3.1.1.2 Distributional semantics
Embeddings are grounded in the principle of distributional semantics, often summarised by the phrase: “you shall know a word by the company it keeps.” The idea is that meaning is learned and defined by context — we learn to associate a particular word with a particular object or referent by encountering it repeatedly in different contexts.
3.1.2 What are embeddings?
Embeddings represent a fundamental shift from counting words to understanding their meaning through context. Unlike bag-of-words representations, embeddings are:
- Dense vectors (most values are non-zero)
- Semantic (similar words have similar vectors)
- Compact (typically 100–300 dimensions, compared to vocabulary-sized vectors)
Each word is mapped to a fixed-length vector.

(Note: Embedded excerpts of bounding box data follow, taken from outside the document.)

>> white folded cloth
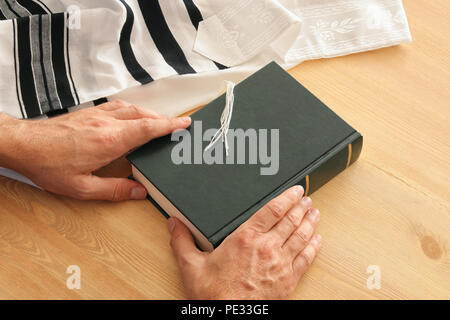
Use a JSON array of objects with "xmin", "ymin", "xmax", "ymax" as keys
[{"xmin": 0, "ymin": 0, "xmax": 411, "ymax": 188}]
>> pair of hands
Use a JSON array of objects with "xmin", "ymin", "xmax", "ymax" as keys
[{"xmin": 0, "ymin": 101, "xmax": 321, "ymax": 299}]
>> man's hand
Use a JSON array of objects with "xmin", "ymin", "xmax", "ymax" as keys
[
  {"xmin": 0, "ymin": 101, "xmax": 191, "ymax": 201},
  {"xmin": 168, "ymin": 186, "xmax": 321, "ymax": 299}
]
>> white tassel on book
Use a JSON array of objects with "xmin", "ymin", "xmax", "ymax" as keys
[{"xmin": 204, "ymin": 81, "xmax": 235, "ymax": 156}]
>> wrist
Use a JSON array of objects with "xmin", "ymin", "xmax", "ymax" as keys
[{"xmin": 0, "ymin": 113, "xmax": 24, "ymax": 169}]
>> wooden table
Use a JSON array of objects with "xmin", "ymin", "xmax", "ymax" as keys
[{"xmin": 0, "ymin": 0, "xmax": 450, "ymax": 299}]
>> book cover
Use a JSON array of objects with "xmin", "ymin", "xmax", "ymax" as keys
[{"xmin": 128, "ymin": 62, "xmax": 362, "ymax": 250}]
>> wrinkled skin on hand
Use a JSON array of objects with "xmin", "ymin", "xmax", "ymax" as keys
[
  {"xmin": 0, "ymin": 101, "xmax": 191, "ymax": 201},
  {"xmin": 168, "ymin": 186, "xmax": 322, "ymax": 299}
]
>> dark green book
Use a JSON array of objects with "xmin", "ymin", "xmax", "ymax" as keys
[{"xmin": 128, "ymin": 63, "xmax": 362, "ymax": 250}]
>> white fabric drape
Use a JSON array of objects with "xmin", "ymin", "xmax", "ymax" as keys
[{"xmin": 0, "ymin": 0, "xmax": 411, "ymax": 183}]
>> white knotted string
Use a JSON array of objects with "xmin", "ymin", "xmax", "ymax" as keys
[{"xmin": 204, "ymin": 81, "xmax": 235, "ymax": 156}]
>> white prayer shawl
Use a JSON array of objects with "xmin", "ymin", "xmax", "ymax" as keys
[{"xmin": 0, "ymin": 0, "xmax": 411, "ymax": 185}]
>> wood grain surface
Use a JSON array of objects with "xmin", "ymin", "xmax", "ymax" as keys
[{"xmin": 0, "ymin": 0, "xmax": 450, "ymax": 299}]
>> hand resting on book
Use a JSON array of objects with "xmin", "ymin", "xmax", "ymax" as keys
[
  {"xmin": 168, "ymin": 186, "xmax": 321, "ymax": 299},
  {"xmin": 0, "ymin": 101, "xmax": 191, "ymax": 201}
]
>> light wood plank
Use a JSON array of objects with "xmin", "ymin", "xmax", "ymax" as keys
[{"xmin": 0, "ymin": 0, "xmax": 450, "ymax": 299}]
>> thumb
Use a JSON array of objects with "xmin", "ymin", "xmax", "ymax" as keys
[
  {"xmin": 167, "ymin": 217, "xmax": 202, "ymax": 269},
  {"xmin": 76, "ymin": 175, "xmax": 147, "ymax": 201}
]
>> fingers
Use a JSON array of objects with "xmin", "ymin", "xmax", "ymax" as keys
[
  {"xmin": 77, "ymin": 175, "xmax": 147, "ymax": 201},
  {"xmin": 167, "ymin": 217, "xmax": 202, "ymax": 271},
  {"xmin": 283, "ymin": 209, "xmax": 320, "ymax": 257},
  {"xmin": 270, "ymin": 197, "xmax": 312, "ymax": 244},
  {"xmin": 110, "ymin": 105, "xmax": 162, "ymax": 120},
  {"xmin": 292, "ymin": 235, "xmax": 322, "ymax": 277},
  {"xmin": 244, "ymin": 186, "xmax": 304, "ymax": 232},
  {"xmin": 96, "ymin": 100, "xmax": 162, "ymax": 120},
  {"xmin": 123, "ymin": 117, "xmax": 191, "ymax": 150}
]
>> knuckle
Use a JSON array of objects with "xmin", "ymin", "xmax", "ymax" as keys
[
  {"xmin": 108, "ymin": 99, "xmax": 128, "ymax": 107},
  {"xmin": 72, "ymin": 179, "xmax": 92, "ymax": 200},
  {"xmin": 109, "ymin": 183, "xmax": 123, "ymax": 201},
  {"xmin": 294, "ymin": 228, "xmax": 309, "ymax": 244},
  {"xmin": 286, "ymin": 211, "xmax": 301, "ymax": 228},
  {"xmin": 140, "ymin": 118, "xmax": 155, "ymax": 133},
  {"xmin": 301, "ymin": 249, "xmax": 315, "ymax": 265},
  {"xmin": 257, "ymin": 241, "xmax": 275, "ymax": 260},
  {"xmin": 236, "ymin": 228, "xmax": 255, "ymax": 247},
  {"xmin": 127, "ymin": 105, "xmax": 144, "ymax": 115},
  {"xmin": 88, "ymin": 118, "xmax": 110, "ymax": 128},
  {"xmin": 267, "ymin": 201, "xmax": 283, "ymax": 219}
]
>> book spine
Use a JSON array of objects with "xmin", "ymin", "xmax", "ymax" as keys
[{"xmin": 208, "ymin": 132, "xmax": 363, "ymax": 247}]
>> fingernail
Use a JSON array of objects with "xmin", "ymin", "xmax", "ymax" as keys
[
  {"xmin": 167, "ymin": 218, "xmax": 175, "ymax": 233},
  {"xmin": 314, "ymin": 234, "xmax": 322, "ymax": 245},
  {"xmin": 130, "ymin": 187, "xmax": 147, "ymax": 200},
  {"xmin": 293, "ymin": 186, "xmax": 303, "ymax": 198},
  {"xmin": 311, "ymin": 209, "xmax": 320, "ymax": 220},
  {"xmin": 302, "ymin": 197, "xmax": 312, "ymax": 206},
  {"xmin": 178, "ymin": 117, "xmax": 191, "ymax": 124}
]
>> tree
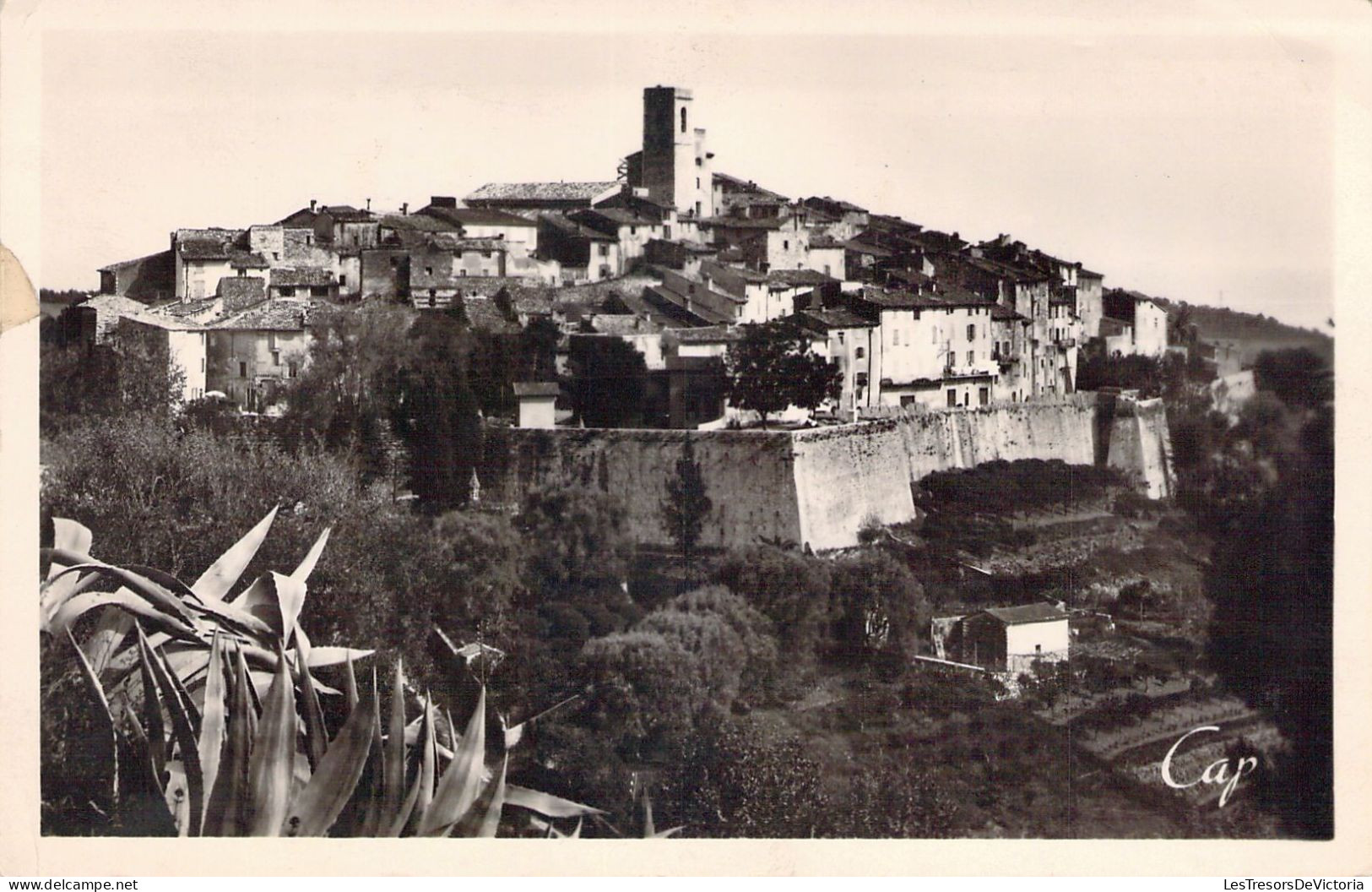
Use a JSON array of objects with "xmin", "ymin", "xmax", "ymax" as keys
[
  {"xmin": 514, "ymin": 487, "xmax": 630, "ymax": 597},
  {"xmin": 568, "ymin": 334, "xmax": 648, "ymax": 427},
  {"xmin": 393, "ymin": 314, "xmax": 481, "ymax": 514},
  {"xmin": 716, "ymin": 545, "xmax": 830, "ymax": 666},
  {"xmin": 726, "ymin": 321, "xmax": 841, "ymax": 428},
  {"xmin": 580, "ymin": 630, "xmax": 707, "ymax": 758},
  {"xmin": 1253, "ymin": 347, "xmax": 1334, "ymax": 409},
  {"xmin": 283, "ymin": 303, "xmax": 415, "ymax": 479},
  {"xmin": 830, "ymin": 549, "xmax": 930, "ymax": 655},
  {"xmin": 661, "ymin": 438, "xmax": 713, "ymax": 563},
  {"xmin": 1206, "ymin": 408, "xmax": 1334, "ymax": 839},
  {"xmin": 39, "ymin": 338, "xmax": 185, "ymax": 433},
  {"xmin": 654, "ymin": 721, "xmax": 832, "ymax": 839}
]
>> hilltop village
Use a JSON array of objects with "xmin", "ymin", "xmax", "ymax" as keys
[{"xmin": 75, "ymin": 86, "xmax": 1168, "ymax": 428}]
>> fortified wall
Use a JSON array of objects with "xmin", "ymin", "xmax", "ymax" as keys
[{"xmin": 499, "ymin": 394, "xmax": 1172, "ymax": 550}]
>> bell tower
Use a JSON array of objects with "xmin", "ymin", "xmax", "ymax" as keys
[{"xmin": 643, "ymin": 86, "xmax": 713, "ymax": 217}]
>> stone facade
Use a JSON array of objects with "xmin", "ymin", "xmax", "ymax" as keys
[{"xmin": 499, "ymin": 394, "xmax": 1172, "ymax": 550}]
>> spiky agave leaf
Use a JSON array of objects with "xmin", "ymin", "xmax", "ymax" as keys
[
  {"xmin": 191, "ymin": 506, "xmax": 280, "ymax": 601},
  {"xmin": 204, "ymin": 648, "xmax": 257, "ymax": 835},
  {"xmin": 136, "ymin": 626, "xmax": 204, "ymax": 835},
  {"xmin": 419, "ymin": 685, "xmax": 485, "ymax": 835},
  {"xmin": 68, "ymin": 625, "xmax": 119, "ymax": 802},
  {"xmin": 505, "ymin": 784, "xmax": 605, "ymax": 818},
  {"xmin": 287, "ymin": 675, "xmax": 376, "ymax": 835},
  {"xmin": 379, "ymin": 657, "xmax": 404, "ymax": 828},
  {"xmin": 295, "ymin": 649, "xmax": 329, "ymax": 770},
  {"xmin": 199, "ymin": 630, "xmax": 228, "ymax": 815},
  {"xmin": 248, "ymin": 639, "xmax": 296, "ymax": 835}
]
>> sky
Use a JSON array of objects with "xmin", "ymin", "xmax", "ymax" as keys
[{"xmin": 40, "ymin": 2, "xmax": 1335, "ymax": 328}]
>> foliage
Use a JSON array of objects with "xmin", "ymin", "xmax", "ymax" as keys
[
  {"xmin": 661, "ymin": 439, "xmax": 713, "ymax": 561},
  {"xmin": 580, "ymin": 630, "xmax": 708, "ymax": 758},
  {"xmin": 830, "ymin": 549, "xmax": 930, "ymax": 656},
  {"xmin": 567, "ymin": 334, "xmax": 648, "ymax": 427},
  {"xmin": 40, "ymin": 512, "xmax": 597, "ymax": 835},
  {"xmin": 922, "ymin": 459, "xmax": 1124, "ymax": 514},
  {"xmin": 1206, "ymin": 409, "xmax": 1334, "ymax": 839},
  {"xmin": 393, "ymin": 313, "xmax": 481, "ymax": 514},
  {"xmin": 829, "ymin": 752, "xmax": 957, "ymax": 840},
  {"xmin": 661, "ymin": 586, "xmax": 779, "ymax": 696},
  {"xmin": 716, "ymin": 545, "xmax": 829, "ymax": 666},
  {"xmin": 726, "ymin": 321, "xmax": 841, "ymax": 427},
  {"xmin": 42, "ymin": 416, "xmax": 522, "ymax": 688},
  {"xmin": 283, "ymin": 303, "xmax": 415, "ymax": 476},
  {"xmin": 39, "ymin": 338, "xmax": 185, "ymax": 435},
  {"xmin": 514, "ymin": 486, "xmax": 630, "ymax": 596},
  {"xmin": 1253, "ymin": 347, "xmax": 1334, "ymax": 409},
  {"xmin": 657, "ymin": 722, "xmax": 829, "ymax": 839}
]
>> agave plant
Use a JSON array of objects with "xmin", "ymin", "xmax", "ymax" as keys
[{"xmin": 40, "ymin": 510, "xmax": 602, "ymax": 835}]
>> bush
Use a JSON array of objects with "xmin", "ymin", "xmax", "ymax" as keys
[
  {"xmin": 830, "ymin": 550, "xmax": 930, "ymax": 656},
  {"xmin": 716, "ymin": 545, "xmax": 829, "ymax": 664}
]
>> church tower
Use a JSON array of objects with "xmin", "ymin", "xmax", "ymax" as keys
[{"xmin": 643, "ymin": 86, "xmax": 715, "ymax": 218}]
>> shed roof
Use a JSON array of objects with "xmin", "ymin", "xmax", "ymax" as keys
[
  {"xmin": 465, "ymin": 180, "xmax": 621, "ymax": 202},
  {"xmin": 983, "ymin": 604, "xmax": 1067, "ymax": 626}
]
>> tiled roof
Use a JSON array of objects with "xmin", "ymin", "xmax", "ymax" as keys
[
  {"xmin": 465, "ymin": 180, "xmax": 621, "ymax": 202},
  {"xmin": 229, "ymin": 248, "xmax": 272, "ymax": 269},
  {"xmin": 463, "ymin": 295, "xmax": 520, "ymax": 334},
  {"xmin": 538, "ymin": 214, "xmax": 617, "ymax": 242},
  {"xmin": 796, "ymin": 307, "xmax": 878, "ymax": 331},
  {"xmin": 272, "ymin": 266, "xmax": 334, "ymax": 288},
  {"xmin": 700, "ymin": 217, "xmax": 789, "ymax": 229},
  {"xmin": 152, "ymin": 295, "xmax": 222, "ymax": 318},
  {"xmin": 590, "ymin": 313, "xmax": 660, "ymax": 334},
  {"xmin": 96, "ymin": 251, "xmax": 166, "ymax": 273},
  {"xmin": 380, "ymin": 214, "xmax": 458, "ymax": 232},
  {"xmin": 767, "ymin": 269, "xmax": 838, "ymax": 288},
  {"xmin": 513, "ymin": 382, "xmax": 562, "ymax": 397},
  {"xmin": 984, "ymin": 604, "xmax": 1067, "ymax": 626},
  {"xmin": 419, "ymin": 204, "xmax": 538, "ymax": 228},
  {"xmin": 177, "ymin": 239, "xmax": 229, "ymax": 261},
  {"xmin": 207, "ymin": 299, "xmax": 309, "ymax": 331},
  {"xmin": 671, "ymin": 325, "xmax": 744, "ymax": 345},
  {"xmin": 862, "ymin": 287, "xmax": 990, "ymax": 310}
]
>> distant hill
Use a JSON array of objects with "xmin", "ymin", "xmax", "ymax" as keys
[{"xmin": 1154, "ymin": 298, "xmax": 1334, "ymax": 367}]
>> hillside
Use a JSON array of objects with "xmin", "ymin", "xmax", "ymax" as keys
[{"xmin": 1157, "ymin": 298, "xmax": 1334, "ymax": 365}]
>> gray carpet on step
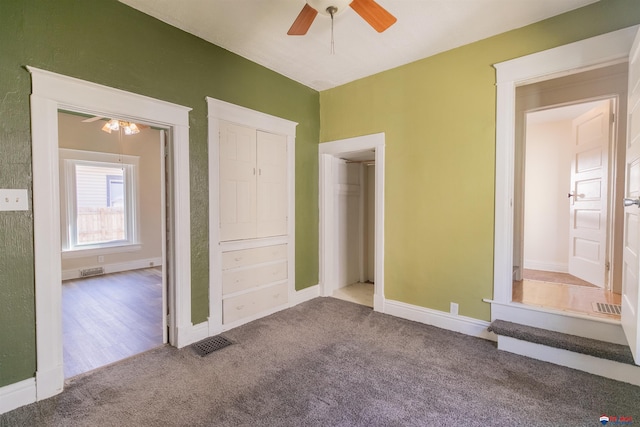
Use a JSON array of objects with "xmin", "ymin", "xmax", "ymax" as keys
[
  {"xmin": 0, "ymin": 298, "xmax": 640, "ymax": 427},
  {"xmin": 489, "ymin": 320, "xmax": 640, "ymax": 364}
]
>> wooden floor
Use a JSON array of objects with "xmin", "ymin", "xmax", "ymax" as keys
[
  {"xmin": 522, "ymin": 268, "xmax": 597, "ymax": 288},
  {"xmin": 62, "ymin": 267, "xmax": 163, "ymax": 378},
  {"xmin": 512, "ymin": 270, "xmax": 621, "ymax": 320}
]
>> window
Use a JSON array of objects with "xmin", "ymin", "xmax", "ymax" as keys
[{"xmin": 60, "ymin": 149, "xmax": 139, "ymax": 256}]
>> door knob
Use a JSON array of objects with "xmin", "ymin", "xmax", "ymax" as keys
[{"xmin": 624, "ymin": 198, "xmax": 640, "ymax": 208}]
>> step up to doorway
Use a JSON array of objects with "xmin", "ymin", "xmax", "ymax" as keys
[{"xmin": 489, "ymin": 320, "xmax": 640, "ymax": 386}]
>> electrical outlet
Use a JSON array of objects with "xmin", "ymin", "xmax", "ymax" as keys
[
  {"xmin": 0, "ymin": 188, "xmax": 29, "ymax": 211},
  {"xmin": 449, "ymin": 302, "xmax": 458, "ymax": 316}
]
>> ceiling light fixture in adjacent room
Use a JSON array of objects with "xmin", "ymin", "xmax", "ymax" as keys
[{"xmin": 102, "ymin": 119, "xmax": 140, "ymax": 135}]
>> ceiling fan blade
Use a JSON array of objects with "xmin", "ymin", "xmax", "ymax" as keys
[
  {"xmin": 82, "ymin": 116, "xmax": 103, "ymax": 123},
  {"xmin": 350, "ymin": 0, "xmax": 397, "ymax": 33},
  {"xmin": 287, "ymin": 4, "xmax": 318, "ymax": 36}
]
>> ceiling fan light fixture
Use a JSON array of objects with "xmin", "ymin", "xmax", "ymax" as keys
[
  {"xmin": 102, "ymin": 119, "xmax": 120, "ymax": 133},
  {"xmin": 123, "ymin": 123, "xmax": 140, "ymax": 135},
  {"xmin": 102, "ymin": 119, "xmax": 140, "ymax": 135}
]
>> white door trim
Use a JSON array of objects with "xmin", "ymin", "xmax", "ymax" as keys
[
  {"xmin": 318, "ymin": 133, "xmax": 385, "ymax": 312},
  {"xmin": 27, "ymin": 67, "xmax": 192, "ymax": 400},
  {"xmin": 492, "ymin": 26, "xmax": 638, "ymax": 306},
  {"xmin": 206, "ymin": 97, "xmax": 298, "ymax": 336}
]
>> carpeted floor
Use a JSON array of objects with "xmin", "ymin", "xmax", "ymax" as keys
[{"xmin": 0, "ymin": 298, "xmax": 640, "ymax": 427}]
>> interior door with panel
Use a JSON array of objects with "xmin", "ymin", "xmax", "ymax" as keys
[
  {"xmin": 621, "ymin": 27, "xmax": 640, "ymax": 365},
  {"xmin": 569, "ymin": 101, "xmax": 613, "ymax": 288}
]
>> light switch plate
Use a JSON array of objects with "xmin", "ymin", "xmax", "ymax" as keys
[{"xmin": 0, "ymin": 188, "xmax": 29, "ymax": 211}]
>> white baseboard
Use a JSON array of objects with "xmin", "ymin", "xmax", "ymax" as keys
[
  {"xmin": 383, "ymin": 300, "xmax": 497, "ymax": 341},
  {"xmin": 290, "ymin": 285, "xmax": 320, "ymax": 307},
  {"xmin": 524, "ymin": 259, "xmax": 569, "ymax": 273},
  {"xmin": 62, "ymin": 258, "xmax": 162, "ymax": 280},
  {"xmin": 0, "ymin": 378, "xmax": 36, "ymax": 414},
  {"xmin": 498, "ymin": 335, "xmax": 640, "ymax": 386},
  {"xmin": 484, "ymin": 300, "xmax": 628, "ymax": 345}
]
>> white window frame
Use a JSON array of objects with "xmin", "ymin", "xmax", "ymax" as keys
[{"xmin": 58, "ymin": 148, "xmax": 141, "ymax": 259}]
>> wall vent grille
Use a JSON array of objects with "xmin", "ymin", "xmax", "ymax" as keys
[{"xmin": 591, "ymin": 302, "xmax": 622, "ymax": 315}]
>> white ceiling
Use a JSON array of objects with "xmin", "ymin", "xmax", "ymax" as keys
[{"xmin": 120, "ymin": 0, "xmax": 598, "ymax": 90}]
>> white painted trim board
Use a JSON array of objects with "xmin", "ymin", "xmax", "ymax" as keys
[{"xmin": 27, "ymin": 67, "xmax": 191, "ymax": 400}]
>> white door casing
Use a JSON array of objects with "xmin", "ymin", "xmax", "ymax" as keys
[
  {"xmin": 334, "ymin": 158, "xmax": 363, "ymax": 288},
  {"xmin": 27, "ymin": 67, "xmax": 193, "ymax": 400},
  {"xmin": 219, "ymin": 121, "xmax": 256, "ymax": 241},
  {"xmin": 569, "ymin": 101, "xmax": 613, "ymax": 288},
  {"xmin": 318, "ymin": 133, "xmax": 385, "ymax": 312},
  {"xmin": 489, "ymin": 26, "xmax": 638, "ymax": 308},
  {"xmin": 621, "ymin": 31, "xmax": 640, "ymax": 365}
]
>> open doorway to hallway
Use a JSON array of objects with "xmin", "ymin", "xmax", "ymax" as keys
[
  {"xmin": 512, "ymin": 64, "xmax": 627, "ymax": 321},
  {"xmin": 58, "ymin": 111, "xmax": 168, "ymax": 378}
]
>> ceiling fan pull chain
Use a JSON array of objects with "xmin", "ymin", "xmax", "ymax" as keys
[{"xmin": 327, "ymin": 6, "xmax": 338, "ymax": 55}]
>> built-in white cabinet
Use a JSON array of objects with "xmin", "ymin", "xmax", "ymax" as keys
[
  {"xmin": 207, "ymin": 98, "xmax": 297, "ymax": 335},
  {"xmin": 222, "ymin": 244, "xmax": 288, "ymax": 324},
  {"xmin": 219, "ymin": 121, "xmax": 288, "ymax": 241}
]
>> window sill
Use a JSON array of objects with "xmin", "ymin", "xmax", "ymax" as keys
[{"xmin": 62, "ymin": 243, "xmax": 142, "ymax": 259}]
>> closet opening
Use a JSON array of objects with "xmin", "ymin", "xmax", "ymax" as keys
[
  {"xmin": 318, "ymin": 133, "xmax": 385, "ymax": 312},
  {"xmin": 332, "ymin": 154, "xmax": 376, "ymax": 308}
]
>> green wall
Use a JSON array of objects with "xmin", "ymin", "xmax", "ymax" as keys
[
  {"xmin": 320, "ymin": 0, "xmax": 640, "ymax": 320},
  {"xmin": 0, "ymin": 0, "xmax": 319, "ymax": 387}
]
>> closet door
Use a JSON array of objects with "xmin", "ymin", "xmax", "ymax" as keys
[
  {"xmin": 256, "ymin": 131, "xmax": 288, "ymax": 237},
  {"xmin": 219, "ymin": 121, "xmax": 257, "ymax": 241}
]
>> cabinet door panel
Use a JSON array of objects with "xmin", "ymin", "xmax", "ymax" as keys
[
  {"xmin": 222, "ymin": 283, "xmax": 289, "ymax": 324},
  {"xmin": 219, "ymin": 122, "xmax": 256, "ymax": 241},
  {"xmin": 257, "ymin": 131, "xmax": 288, "ymax": 237}
]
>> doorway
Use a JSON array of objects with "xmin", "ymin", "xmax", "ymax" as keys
[
  {"xmin": 318, "ymin": 133, "xmax": 385, "ymax": 311},
  {"xmin": 58, "ymin": 111, "xmax": 170, "ymax": 378},
  {"xmin": 27, "ymin": 66, "xmax": 193, "ymax": 400},
  {"xmin": 513, "ymin": 97, "xmax": 624, "ymax": 320},
  {"xmin": 332, "ymin": 154, "xmax": 375, "ymax": 308}
]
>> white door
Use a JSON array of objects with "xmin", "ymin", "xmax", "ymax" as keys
[
  {"xmin": 622, "ymin": 31, "xmax": 640, "ymax": 365},
  {"xmin": 219, "ymin": 121, "xmax": 256, "ymax": 241},
  {"xmin": 569, "ymin": 101, "xmax": 613, "ymax": 288},
  {"xmin": 256, "ymin": 131, "xmax": 289, "ymax": 237}
]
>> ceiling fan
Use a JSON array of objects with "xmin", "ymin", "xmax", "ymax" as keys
[{"xmin": 287, "ymin": 0, "xmax": 397, "ymax": 36}]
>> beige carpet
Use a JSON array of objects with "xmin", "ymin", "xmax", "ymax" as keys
[{"xmin": 0, "ymin": 298, "xmax": 640, "ymax": 427}]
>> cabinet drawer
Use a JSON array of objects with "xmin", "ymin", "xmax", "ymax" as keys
[
  {"xmin": 222, "ymin": 245, "xmax": 287, "ymax": 270},
  {"xmin": 222, "ymin": 283, "xmax": 289, "ymax": 324},
  {"xmin": 222, "ymin": 261, "xmax": 287, "ymax": 295}
]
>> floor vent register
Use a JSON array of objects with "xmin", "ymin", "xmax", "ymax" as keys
[{"xmin": 191, "ymin": 335, "xmax": 233, "ymax": 357}]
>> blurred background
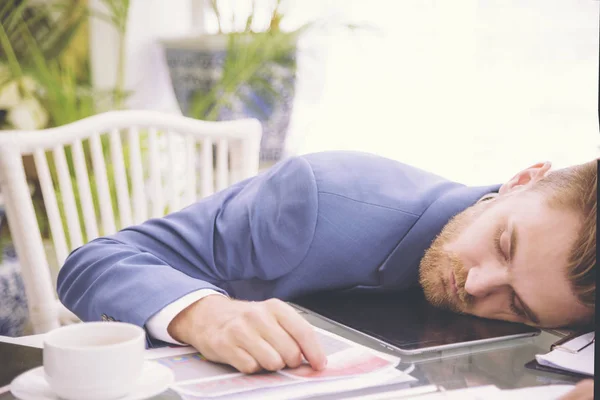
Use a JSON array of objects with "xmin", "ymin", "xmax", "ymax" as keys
[{"xmin": 0, "ymin": 0, "xmax": 600, "ymax": 334}]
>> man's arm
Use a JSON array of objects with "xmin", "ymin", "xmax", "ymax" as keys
[{"xmin": 58, "ymin": 158, "xmax": 318, "ymax": 370}]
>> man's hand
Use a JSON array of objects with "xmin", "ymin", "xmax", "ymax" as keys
[
  {"xmin": 560, "ymin": 379, "xmax": 594, "ymax": 400},
  {"xmin": 168, "ymin": 295, "xmax": 327, "ymax": 373}
]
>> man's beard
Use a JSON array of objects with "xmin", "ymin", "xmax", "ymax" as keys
[{"xmin": 419, "ymin": 204, "xmax": 488, "ymax": 312}]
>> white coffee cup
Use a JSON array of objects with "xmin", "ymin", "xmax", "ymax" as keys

Words that appear in similar contexts have similar vector representations, and the distance between vectors corresponds to semantic distance (measured by Euclidean distance, cosine similarity, Manhattan distance, or other metrics).
3.1.2.1 Understanding vector dimensions
A 2-dimensional embedding is like coordinates on an X/Y axis. In 3D, we add a Z axis. Beyond three dimensions, it becomes difficult to visualise the space, but higher-dimensional representations are mathematically useful and capture richer semantic relationships. There are methods (such as PCA or t-SNE) that allow us to reduce this space back down to 2D or 3D for visualisation and interpretation.
3.1.3 Geometric properties of embeddings
Visualising embeddings reveals patterns in how words relate to each other. Semantically similar words cluster together: “cat” and “kitten” have high similarity (near synonyms), “cat” and “dog” have moderate similarity (same category), while “cat” and “house” have low similarity (unrelated concepts). This mirrors human intuition about word relationships.
3.1.3.1 Vector arithmetic
One striking property of embeddings is that vector arithmetic can be used to illustrate semantic relationships. The famous example is:
\[\text{king} - \text{man} + \text{woman} \approx \text{queen}\]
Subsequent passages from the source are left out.